Harry hatte zu einem Sturzflug angesetzt, er raste direkt auf Snape zu, der in letzter Sekunde ausweichen konnte. Nur einen Moment später hatte Harry seinen Besen wieder in die Waagrechte gebracht, in der einen Hand hielt er nach nicht einmal fünf Minuten Spielzeit den Schnatz. Lyssa stimmte in die Jubelrufe der Zuschauer mit ein und ließ sich von einer Gruppe Drittklässler mitziehen, zurück in den Gryffindor-Turm.

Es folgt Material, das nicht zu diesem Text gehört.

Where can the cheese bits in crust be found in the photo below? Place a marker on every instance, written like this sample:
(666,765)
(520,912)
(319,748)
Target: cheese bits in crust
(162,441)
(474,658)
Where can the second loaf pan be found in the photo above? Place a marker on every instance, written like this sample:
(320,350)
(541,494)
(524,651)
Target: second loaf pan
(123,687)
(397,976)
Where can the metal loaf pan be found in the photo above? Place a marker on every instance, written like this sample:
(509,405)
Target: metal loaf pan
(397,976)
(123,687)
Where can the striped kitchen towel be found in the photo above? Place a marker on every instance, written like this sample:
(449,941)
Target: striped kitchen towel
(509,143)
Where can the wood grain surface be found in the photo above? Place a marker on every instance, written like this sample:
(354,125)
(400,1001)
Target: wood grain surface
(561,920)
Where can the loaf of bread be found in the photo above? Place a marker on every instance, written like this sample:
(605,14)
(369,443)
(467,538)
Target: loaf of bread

Als das Team endlich auch in den Turm kam, war die Party schon in vollem Gange. Fred und George verschwanden noch einmal und kamen kurz darauf zurück, in den Händen stapelweise Kuchen und Dutzende Flaschen in ihren Umhangtaschen. Nur einer fehlte noch.
"Wisst ihr, wo Harry steckt?", wandte Lyssa sich an Hermine und Ron, die erst jetzt zurück in den Turm kamen.
"Wieso? Ist er noch nicht hier?" Hermine klang aufrichtig besorgt.
Lyssa schüttelte den Kopf. "Wo wart ihr, wenn nicht bei ihm?", wollte sie wissen.
Die beiden drucksten ein bisschen herum, bevor Ron mit der Sprache raus rückte. "Im Krankenflügel. Ich hab mich mit Malfoy geprügelt. Und Neville hat es ganz alleine mit Crabbe und Goyle aufgenommen. Na ja, versucht. Er ist noch bewusstlos, aber er wird wieder." Ron hatte wenigstens den Anstand, etwas beschämt auszusehen. Lyssa war dennoch entsetzt. Wie konnte dieser Rotschopf es wagen, ihren Bruder anzugreifen? Und wieso konnte Draco nicht einfach ihre Freunde in Ruhe lassen? Unsicher, auf wen der beiden, Draco oder Ron, sie mehr Wut verspürte, wandte sich Lyssa dem dringenderen Problem zu. "Wir müssen Harry suchen!"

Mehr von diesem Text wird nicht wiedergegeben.